The presumption of safety is prevalent in many stories that end in catastrophic outcomes. One big question is, ‘Would stricter oversight make a difference?’ It is likely that SMS is structured in such a way that many risks will remain unseen by those closest to the work and will therefore continue to be normalized. Risk that is not recognized cannot be controlled, mitigated, transferred, managed or avoided. Socially many risks are simply accepted and rationalized.
Risk awareness and management is a messy and complex issue that defies simplification. High Reliability Organizing points to the need for a pre-occupation with failure and a reluctance to simplify. One answer may be found in the creation of interdisciplinary approaches to these complex issues. Although more time consuming, the idea of approaching problems from multiple perspectives is appealing. Certainly, adding social psychologists to the SMS process would be helpful in the identification of the human contributions to drift.

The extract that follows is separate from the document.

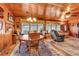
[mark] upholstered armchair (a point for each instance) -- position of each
(56, 37)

No company produces safety as a product. So, it is unlikely that we will remove all goal conflicts. Perhaps the best we can do is to actively create margin systemically. This can be done through design, social recognition and communication of risk. We should focus on developing the capacity to become aware of internal and external pressures, develop our ability to recognize anomalies and hazards, and more importantly, create the willingness to discuss the insidious risks inherent in all human systems.